The app.listen is only relevant if you have controllers in your app, which are REST endpoints NestJS automatically exposes via an internally managed express web server. In this case, CatsController would be served locally, at localhost:3000.

For Antidote, the approach should instead be more similar to standalone apps, because Antidote is not a web framework. That means some component of your app should be delegated as the entrypoint; it would then fetch and execute those managed services. For example:

import { NestFactory } from '@nestjs/core';
import { AppModule } from './app.module';
import { SomeTask } from './some/nested/module/some-task.service'

async function bootstrap() {
  const app = await NestFactory.create(AppModule);
  const someTask= app.get(SomeTask);
  someTask.run();
}
bootstrap();

bootstrap is the entrypoint here. SomeTask is an injectable class from some module. It's either provided or imported by the "root" (app) module. (It may be hard to find from where SomeTask is being provided, but I think that's for the better, because in most cases this won't be relevant. You should depend on the interface, not the implementation (e.g. in Python terms, SomeTask could be just an ABC). I think just following the trail of module imports (or, in Antidote's case, world.debug) is a good compromise for allowing IoC and improving discoverability.)

What I suggested for @inject was some automation of this "entrypoint" logic. The entrypoint would not be injectable, but it could receive injections. Instead of doing gets, you could just decorate some function's parameters with the types you want to inject, and @inject would do the rest, provided you parameterize it with the catalog you want as a source/root.

Anyway, just to let you know, I'll release 1.1 by the end of week and start working on the qualifiers for the 1.2.

Excellent news! Thank you very much!

pauleveritt commented 2 years ago

Sorry for arriving late. I will say, I love re-reading this ticket. It's all stuff that fits my brain. Various comments...

Regarding sub catalogs, my current registry has nested registries. So:

site_registry = Registry()
request_registry = Registry(parent=site_registry)

At the end of a request, I throw out that registry.

For predicates, I did something called Predico which did predicates for Dectate apps. Each custom predicate could declare a score or say exact match was required. Best match was the one with the best score (and no vetos.) I tried to do a pre-optimized tree data structure for faster lookups, but I suck at that kind of thing.

In some of the discussion above about syntax, I'm having a lot of luck abusing dataclasses.field for this. As in, a LOT of luck. I make it really convenient for people who write providers to package up little custom fields. It's less typing, but it's also the fact that it is domain-specific jargon. I can provide an example if needed.

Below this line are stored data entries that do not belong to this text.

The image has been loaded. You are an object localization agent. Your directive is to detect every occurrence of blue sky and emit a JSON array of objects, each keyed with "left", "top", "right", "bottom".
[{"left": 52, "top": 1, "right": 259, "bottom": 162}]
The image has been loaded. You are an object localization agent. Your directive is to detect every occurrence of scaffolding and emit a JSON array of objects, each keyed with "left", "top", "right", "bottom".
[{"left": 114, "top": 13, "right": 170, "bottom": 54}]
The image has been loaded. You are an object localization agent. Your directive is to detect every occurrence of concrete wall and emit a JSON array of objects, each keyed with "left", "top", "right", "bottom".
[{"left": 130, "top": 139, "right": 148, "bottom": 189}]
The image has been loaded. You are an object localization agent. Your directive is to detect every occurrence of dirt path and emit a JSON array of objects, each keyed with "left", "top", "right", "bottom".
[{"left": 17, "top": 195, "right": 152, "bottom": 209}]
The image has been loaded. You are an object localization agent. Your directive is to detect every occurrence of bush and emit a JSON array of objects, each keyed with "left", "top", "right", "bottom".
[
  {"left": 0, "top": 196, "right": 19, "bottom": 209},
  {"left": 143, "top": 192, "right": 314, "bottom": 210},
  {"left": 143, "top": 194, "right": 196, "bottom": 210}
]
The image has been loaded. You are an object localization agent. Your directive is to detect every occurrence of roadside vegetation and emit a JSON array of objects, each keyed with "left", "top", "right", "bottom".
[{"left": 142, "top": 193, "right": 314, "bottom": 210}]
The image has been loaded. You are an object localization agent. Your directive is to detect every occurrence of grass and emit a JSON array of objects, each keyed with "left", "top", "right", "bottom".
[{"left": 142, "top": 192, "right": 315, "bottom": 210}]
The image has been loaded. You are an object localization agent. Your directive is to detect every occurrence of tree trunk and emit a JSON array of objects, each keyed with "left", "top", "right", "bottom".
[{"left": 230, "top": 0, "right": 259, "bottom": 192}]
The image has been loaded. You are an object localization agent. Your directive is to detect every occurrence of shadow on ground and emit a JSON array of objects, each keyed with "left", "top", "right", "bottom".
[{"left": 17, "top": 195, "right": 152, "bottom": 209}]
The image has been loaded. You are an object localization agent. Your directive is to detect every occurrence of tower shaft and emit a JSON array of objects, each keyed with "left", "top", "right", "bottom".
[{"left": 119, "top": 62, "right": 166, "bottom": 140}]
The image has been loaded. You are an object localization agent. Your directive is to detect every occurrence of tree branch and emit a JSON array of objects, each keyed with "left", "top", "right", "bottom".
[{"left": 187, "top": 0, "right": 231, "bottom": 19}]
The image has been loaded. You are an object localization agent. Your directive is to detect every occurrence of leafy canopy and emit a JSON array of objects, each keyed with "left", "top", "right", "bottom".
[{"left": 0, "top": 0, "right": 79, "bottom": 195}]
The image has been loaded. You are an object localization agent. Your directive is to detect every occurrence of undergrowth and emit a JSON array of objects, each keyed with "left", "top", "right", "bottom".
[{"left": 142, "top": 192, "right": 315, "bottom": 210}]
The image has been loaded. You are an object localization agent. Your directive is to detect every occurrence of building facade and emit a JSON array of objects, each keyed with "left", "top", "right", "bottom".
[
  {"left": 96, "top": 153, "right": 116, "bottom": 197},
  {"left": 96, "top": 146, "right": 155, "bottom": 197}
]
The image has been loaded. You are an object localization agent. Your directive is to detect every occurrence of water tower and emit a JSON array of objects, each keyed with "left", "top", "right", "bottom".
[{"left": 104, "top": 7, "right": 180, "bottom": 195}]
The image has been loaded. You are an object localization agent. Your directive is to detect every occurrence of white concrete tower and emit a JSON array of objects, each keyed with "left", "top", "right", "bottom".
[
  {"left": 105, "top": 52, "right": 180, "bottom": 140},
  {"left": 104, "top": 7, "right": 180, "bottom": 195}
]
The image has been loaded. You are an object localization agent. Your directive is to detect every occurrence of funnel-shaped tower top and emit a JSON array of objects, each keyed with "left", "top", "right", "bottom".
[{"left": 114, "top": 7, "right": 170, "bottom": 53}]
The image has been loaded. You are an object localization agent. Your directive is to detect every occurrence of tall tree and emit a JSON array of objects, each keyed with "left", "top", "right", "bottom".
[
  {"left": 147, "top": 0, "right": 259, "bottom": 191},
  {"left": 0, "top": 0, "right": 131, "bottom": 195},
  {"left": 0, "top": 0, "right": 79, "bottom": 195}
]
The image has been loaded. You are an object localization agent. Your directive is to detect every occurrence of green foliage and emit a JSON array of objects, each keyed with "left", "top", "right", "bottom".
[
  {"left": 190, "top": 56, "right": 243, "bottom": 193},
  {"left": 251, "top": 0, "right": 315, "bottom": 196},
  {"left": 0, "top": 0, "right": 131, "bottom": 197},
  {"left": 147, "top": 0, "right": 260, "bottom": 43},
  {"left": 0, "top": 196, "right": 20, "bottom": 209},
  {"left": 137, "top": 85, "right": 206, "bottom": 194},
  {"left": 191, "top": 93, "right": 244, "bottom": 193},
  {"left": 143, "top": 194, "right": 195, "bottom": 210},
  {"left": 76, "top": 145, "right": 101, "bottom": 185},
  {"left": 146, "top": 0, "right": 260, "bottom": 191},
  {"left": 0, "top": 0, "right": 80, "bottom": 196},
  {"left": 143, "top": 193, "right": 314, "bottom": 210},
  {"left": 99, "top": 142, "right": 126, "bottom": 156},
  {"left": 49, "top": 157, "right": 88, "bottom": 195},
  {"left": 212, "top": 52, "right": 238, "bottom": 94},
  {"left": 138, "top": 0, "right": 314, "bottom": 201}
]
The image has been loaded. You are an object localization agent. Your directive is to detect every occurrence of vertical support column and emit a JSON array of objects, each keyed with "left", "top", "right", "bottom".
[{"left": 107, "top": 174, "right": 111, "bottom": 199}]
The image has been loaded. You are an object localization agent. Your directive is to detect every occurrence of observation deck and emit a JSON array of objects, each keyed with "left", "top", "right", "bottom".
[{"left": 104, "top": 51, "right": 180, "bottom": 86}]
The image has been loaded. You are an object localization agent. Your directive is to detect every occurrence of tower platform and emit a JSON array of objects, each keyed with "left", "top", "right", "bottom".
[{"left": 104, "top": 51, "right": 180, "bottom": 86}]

I'm also doing something called "operators" on injection. Such as:

@dataclass
class Greeter:
   customer_name: str = resource(attr="name")

This shows:

a custom field resource which asks the injector for a Resource, then...
...plucks the name attribute off.

I probably could do better as a fluent style.

For the name component, I...well...hope you don't choose it. 😀I want that name for something that looks like a React component and returns a VDOM (which I have in my system.)

P.S. Eager to work with the new release and syntax.

Finistere commented 2 years ago

Still hadn't the time to (really) read the latest messages on Catalogs, but it's on my list I promise @flisboac. :) I might create another issue for this, but unsure since a lot of messages regarding this topic are in this issue.

@pauleveritt, didn't took a close look at Predico, but will do! For the dataclasses.field it's for another issue. :)

The good news is that I finally have a beta version of the predicates/interface/implementation/qualifier in the linked PR. The PR has two examples, one with interface/implementation/qualifier and another with a custom predicate. If anything feels wrong, I'm all ears!

flisboac commented 2 years ago

As qualifiers support landed in v1.2.0, this issue is in fact resolved.

As suggested by @pauleveritt and @Finistere, going forward, discussions about the catalogs feature should be conducted here.